The advice you get about how to eat for better health can be a little overwhelming at first. You may be asking yourself, “How am I going to afford eating this way every day?”
While it is true that the money you spend on high quality food is an investment in your health (and worth it if you ask me!), getting started can be more affordable than you think. There is an incredibly nutritious food that’s very affordable and can even be grown with minimal fuss…
This glorious cruciferous vegetable belongs to the same family as brussel sprouts, broccoli, and cauliflower and is incredibly nutritious. Cabbage is packed with Vitamin C, fiber and beta-carotene and generally costs just a couple dollars per head.
Vitamin C is essential for healthy bones, blood vessels, gums and teeth, just to name a few. It can also help heal skin diseases and arthritis. Fiber is important in balancing blood sugar, lowering cholesterol, maintaining good bowel health, and can aid in weight loss. You’ve probably heard beta-carotene (or Vitamin A) is great for eye health; it is also essential for healthy skin and immune system function. Beta-carotene and Vitamin C are also antioxidants and play a huge role in protecting our cells (and even our DNA) from free-radical damage.
Ready to add cabbage to your meal rotation at home?

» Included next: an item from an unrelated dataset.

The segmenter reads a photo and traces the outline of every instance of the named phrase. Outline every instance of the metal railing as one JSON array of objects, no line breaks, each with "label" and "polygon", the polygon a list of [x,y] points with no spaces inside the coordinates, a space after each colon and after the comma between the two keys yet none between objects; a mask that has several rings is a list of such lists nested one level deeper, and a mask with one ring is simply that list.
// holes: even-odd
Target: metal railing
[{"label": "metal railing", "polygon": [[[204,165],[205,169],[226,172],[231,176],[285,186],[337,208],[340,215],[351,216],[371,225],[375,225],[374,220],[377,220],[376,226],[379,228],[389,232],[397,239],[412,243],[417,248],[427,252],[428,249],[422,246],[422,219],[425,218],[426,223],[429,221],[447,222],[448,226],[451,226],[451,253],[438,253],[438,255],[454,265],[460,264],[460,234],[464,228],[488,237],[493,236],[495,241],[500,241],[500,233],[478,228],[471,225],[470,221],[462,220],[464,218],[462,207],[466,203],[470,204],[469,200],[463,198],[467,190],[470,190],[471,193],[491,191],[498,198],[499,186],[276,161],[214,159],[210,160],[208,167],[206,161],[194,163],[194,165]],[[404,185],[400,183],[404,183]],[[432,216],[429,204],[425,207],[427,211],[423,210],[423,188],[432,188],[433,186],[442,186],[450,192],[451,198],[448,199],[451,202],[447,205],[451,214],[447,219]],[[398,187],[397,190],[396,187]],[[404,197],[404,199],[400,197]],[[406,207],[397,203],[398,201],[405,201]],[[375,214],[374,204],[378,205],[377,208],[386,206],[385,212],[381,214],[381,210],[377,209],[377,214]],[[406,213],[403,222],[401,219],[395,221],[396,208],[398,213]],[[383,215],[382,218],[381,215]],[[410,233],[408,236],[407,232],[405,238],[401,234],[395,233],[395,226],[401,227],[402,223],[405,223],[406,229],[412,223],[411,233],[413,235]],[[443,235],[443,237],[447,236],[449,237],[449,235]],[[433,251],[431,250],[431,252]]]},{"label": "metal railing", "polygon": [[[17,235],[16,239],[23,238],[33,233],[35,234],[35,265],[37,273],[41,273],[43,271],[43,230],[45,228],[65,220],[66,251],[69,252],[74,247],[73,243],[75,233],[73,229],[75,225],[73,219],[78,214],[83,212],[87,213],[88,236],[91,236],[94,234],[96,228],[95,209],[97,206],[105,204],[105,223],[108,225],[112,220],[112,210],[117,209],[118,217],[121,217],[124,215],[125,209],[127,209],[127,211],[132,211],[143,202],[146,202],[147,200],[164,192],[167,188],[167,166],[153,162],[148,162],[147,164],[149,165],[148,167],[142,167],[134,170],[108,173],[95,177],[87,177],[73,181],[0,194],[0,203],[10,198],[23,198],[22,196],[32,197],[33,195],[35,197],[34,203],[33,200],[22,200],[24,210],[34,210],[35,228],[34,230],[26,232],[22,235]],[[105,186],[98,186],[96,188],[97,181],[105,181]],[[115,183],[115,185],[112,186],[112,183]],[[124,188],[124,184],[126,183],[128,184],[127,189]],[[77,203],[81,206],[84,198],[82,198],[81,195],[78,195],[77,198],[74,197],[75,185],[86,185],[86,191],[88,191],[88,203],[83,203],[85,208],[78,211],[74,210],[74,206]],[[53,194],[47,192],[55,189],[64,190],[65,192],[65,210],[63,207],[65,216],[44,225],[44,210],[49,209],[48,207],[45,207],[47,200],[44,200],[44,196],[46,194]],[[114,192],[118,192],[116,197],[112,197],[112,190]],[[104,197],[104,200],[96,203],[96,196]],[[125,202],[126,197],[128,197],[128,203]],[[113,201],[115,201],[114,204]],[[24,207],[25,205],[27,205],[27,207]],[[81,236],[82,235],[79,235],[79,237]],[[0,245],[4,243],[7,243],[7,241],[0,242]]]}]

Try lightly steaming cabbage and adding to warm salads, using it in slaw, or throwing it on a grill for a couple minutes in thick 1 inch slices for a cabbage “steak”. Paired with corned beef, sauteed with peppers and onions, stuffed with your favorite protein, and as a base in soups are all other ideas for using cabbage in your weekly meals.

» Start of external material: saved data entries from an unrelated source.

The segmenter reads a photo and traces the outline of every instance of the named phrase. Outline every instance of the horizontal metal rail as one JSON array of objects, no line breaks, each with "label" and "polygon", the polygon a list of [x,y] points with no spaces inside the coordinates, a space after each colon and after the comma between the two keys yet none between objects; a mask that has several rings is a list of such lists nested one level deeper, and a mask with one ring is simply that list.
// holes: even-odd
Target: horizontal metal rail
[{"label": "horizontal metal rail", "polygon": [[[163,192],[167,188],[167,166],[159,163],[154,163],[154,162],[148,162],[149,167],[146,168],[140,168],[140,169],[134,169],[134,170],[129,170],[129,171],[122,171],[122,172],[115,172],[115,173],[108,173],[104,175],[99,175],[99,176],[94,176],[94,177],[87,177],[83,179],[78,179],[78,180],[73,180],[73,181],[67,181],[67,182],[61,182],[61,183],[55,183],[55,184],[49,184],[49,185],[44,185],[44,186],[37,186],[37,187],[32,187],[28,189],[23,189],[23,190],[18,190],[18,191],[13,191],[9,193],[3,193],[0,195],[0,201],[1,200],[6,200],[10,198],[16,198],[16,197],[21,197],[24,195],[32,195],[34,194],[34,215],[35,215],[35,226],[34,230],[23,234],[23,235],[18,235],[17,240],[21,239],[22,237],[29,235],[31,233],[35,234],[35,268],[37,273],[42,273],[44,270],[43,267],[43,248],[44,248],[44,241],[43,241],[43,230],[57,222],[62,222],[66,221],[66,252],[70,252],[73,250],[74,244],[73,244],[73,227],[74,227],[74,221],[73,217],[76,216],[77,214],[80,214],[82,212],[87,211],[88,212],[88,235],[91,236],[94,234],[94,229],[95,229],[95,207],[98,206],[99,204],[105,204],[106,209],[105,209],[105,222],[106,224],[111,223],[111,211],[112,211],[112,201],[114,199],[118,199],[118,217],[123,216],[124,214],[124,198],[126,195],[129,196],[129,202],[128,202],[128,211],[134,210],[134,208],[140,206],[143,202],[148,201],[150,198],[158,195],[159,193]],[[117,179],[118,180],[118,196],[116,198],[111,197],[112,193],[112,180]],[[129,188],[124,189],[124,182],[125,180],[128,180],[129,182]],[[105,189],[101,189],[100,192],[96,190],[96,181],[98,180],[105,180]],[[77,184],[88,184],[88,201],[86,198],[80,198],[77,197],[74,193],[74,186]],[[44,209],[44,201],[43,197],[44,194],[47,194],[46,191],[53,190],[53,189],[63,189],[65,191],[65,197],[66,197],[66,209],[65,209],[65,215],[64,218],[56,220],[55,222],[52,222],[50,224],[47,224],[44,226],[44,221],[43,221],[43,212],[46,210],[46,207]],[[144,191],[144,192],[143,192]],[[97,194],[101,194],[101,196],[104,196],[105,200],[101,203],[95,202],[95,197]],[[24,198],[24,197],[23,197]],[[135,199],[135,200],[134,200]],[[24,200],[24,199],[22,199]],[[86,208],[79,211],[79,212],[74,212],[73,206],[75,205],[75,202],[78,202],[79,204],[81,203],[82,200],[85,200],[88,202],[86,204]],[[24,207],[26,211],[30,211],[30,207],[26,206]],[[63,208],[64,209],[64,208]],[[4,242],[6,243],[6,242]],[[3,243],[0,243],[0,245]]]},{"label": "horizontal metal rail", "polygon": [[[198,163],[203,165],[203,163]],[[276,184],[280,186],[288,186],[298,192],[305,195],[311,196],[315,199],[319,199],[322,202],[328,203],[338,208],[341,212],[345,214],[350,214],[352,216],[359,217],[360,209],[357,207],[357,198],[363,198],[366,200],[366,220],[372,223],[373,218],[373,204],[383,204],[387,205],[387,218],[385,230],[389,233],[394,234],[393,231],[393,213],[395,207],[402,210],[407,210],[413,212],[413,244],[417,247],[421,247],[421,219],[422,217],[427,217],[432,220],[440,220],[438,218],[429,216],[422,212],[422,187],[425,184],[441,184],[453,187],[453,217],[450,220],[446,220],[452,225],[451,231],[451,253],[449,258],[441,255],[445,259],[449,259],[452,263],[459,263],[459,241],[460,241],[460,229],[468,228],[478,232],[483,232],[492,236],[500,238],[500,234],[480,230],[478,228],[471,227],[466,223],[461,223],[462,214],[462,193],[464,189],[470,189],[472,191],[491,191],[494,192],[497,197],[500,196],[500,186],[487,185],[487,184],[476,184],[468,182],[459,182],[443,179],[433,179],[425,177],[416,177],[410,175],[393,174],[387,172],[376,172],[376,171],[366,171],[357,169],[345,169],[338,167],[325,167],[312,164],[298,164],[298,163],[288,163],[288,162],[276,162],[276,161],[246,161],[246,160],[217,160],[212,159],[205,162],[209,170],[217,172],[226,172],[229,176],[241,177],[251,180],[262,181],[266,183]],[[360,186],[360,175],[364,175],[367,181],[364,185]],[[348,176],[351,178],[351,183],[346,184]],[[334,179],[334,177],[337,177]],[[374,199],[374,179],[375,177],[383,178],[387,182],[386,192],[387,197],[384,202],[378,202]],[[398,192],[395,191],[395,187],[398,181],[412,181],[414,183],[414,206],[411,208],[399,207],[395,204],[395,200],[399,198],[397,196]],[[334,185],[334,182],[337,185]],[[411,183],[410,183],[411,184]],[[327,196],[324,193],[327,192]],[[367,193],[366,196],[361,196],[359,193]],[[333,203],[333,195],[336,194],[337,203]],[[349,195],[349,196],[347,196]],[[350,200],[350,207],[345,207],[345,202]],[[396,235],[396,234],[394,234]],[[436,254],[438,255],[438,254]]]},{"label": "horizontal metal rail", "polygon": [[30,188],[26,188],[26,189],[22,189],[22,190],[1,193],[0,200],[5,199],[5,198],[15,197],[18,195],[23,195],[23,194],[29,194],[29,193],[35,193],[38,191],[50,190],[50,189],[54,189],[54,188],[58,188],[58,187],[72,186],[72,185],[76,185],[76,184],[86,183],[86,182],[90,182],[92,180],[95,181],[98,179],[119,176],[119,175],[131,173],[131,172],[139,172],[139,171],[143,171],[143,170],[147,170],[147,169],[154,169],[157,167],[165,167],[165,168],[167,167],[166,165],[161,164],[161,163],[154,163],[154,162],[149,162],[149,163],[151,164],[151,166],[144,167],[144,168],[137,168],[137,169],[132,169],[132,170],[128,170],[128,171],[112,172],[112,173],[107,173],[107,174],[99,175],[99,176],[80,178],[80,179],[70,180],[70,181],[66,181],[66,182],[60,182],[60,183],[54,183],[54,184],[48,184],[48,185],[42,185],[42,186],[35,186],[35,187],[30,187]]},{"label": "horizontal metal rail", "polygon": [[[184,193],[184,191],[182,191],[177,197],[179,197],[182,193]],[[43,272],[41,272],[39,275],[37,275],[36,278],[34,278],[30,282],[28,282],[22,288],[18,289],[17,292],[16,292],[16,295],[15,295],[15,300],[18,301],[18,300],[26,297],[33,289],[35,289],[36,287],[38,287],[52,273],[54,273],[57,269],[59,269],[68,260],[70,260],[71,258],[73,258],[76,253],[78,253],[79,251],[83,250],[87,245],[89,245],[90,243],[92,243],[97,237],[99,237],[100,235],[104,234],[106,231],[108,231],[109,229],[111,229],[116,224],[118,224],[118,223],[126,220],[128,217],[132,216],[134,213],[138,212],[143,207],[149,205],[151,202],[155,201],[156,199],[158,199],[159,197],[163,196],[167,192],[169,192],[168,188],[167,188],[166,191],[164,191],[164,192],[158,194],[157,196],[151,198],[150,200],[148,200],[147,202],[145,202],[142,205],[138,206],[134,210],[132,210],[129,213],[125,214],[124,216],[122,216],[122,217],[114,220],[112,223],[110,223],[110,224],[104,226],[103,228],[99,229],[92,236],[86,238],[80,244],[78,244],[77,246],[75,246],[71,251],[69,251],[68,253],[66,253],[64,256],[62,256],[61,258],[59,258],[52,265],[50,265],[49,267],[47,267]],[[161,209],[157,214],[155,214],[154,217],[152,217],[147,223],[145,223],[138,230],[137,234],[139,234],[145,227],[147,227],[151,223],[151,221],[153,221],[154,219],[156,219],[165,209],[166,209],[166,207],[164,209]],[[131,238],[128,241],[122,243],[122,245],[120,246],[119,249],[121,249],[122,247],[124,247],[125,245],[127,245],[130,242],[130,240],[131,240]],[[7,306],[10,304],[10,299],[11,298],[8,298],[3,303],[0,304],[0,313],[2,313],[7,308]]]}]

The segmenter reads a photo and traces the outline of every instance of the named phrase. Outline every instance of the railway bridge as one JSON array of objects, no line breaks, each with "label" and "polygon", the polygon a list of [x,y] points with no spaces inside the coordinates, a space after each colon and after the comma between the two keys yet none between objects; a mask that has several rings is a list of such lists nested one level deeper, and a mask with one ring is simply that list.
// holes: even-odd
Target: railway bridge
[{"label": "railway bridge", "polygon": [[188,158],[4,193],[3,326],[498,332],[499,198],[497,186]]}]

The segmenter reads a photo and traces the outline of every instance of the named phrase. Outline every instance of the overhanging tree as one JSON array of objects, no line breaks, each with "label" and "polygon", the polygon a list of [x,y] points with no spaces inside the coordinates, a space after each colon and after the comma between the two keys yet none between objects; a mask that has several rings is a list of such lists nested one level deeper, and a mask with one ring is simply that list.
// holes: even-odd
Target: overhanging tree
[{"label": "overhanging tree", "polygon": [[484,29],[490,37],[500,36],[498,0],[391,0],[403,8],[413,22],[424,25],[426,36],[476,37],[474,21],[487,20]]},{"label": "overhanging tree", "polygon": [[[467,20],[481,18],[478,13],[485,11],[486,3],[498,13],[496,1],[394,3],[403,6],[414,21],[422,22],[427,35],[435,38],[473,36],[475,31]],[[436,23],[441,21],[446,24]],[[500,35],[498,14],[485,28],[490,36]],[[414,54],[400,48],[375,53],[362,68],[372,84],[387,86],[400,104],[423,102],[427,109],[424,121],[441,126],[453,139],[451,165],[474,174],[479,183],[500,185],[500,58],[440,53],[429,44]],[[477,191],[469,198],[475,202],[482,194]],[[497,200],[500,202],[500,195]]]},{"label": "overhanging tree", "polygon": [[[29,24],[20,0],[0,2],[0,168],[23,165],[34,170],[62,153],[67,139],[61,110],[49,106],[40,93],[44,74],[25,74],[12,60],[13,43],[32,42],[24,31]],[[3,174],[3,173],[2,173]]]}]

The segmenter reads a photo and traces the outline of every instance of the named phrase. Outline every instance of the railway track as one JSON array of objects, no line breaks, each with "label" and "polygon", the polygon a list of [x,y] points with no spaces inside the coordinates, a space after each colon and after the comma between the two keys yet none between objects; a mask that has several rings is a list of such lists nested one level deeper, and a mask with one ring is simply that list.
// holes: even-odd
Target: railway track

Want another vegetable that is versatile, cheap and packed with vitamins, fiber and antioxidants?
Kale is among one of the most nutrient dense foods on the planet! With each serving of kale, your body gets tons of antioxidants such as Vitamin C and quercetin, Vitamin K (essential for blood-clotting and helps in building bones), B Vitamins (critical for immune and nervous system health and can help protect against depression), and essential minerals such as potassium, magnesium, and manganese. Kale can be cooked with bacon for a nutritious and delicious breakfast or side to lunch and dinner. Kale can be added to soups, stir frys, casseroles, slaw, and smoothies!
Tip: While eating organic is important as it protects you against toxins and pollutants that cannot be washed off your food, it would be better for you to eat conventional (non-organic) than to not eat them at all.

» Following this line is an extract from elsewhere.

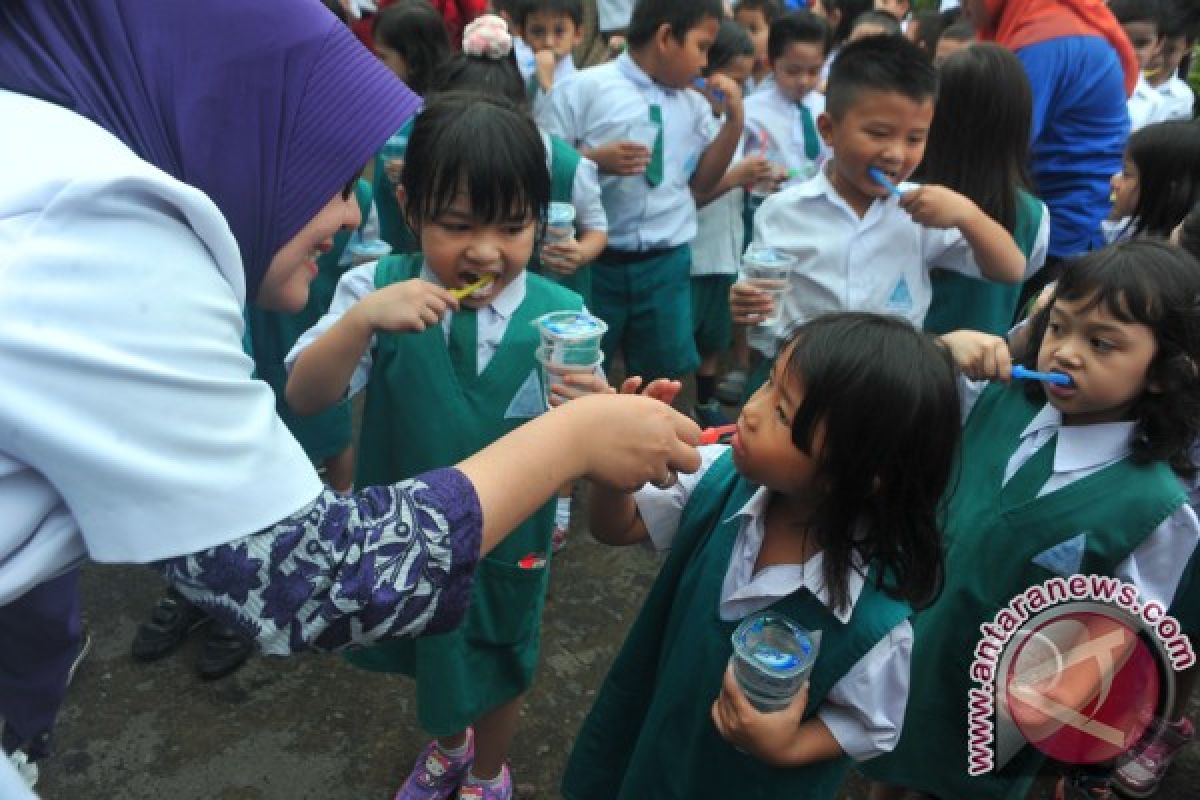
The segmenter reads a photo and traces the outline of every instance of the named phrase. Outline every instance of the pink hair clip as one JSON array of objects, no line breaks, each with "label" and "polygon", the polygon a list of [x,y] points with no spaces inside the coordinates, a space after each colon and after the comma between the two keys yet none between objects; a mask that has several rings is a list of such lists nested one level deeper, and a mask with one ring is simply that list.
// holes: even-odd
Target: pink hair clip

To see the top 12 most important foods to buy organic based on toxin exposure, visit www.EWG.org/foodnews/dirty-dozen.php
Tip: Thinking about the smell of cooked cabbage? That smell comes from the sulfur content, and while unpleasant, is also good for you! Sulphur plays an important role in removing toxins from our body. You can avoid that smell in your house by not cooking cabbage down quite as much – 7 to 10 minutes in a hot pan is plenty of time to make your cabbage tender and sweet. The Savoy variety of cabbage has less of a sulfur smell as well when cooked.
Try adding these two foods to your diet a couple times a week and you are well on your way to better whole body health!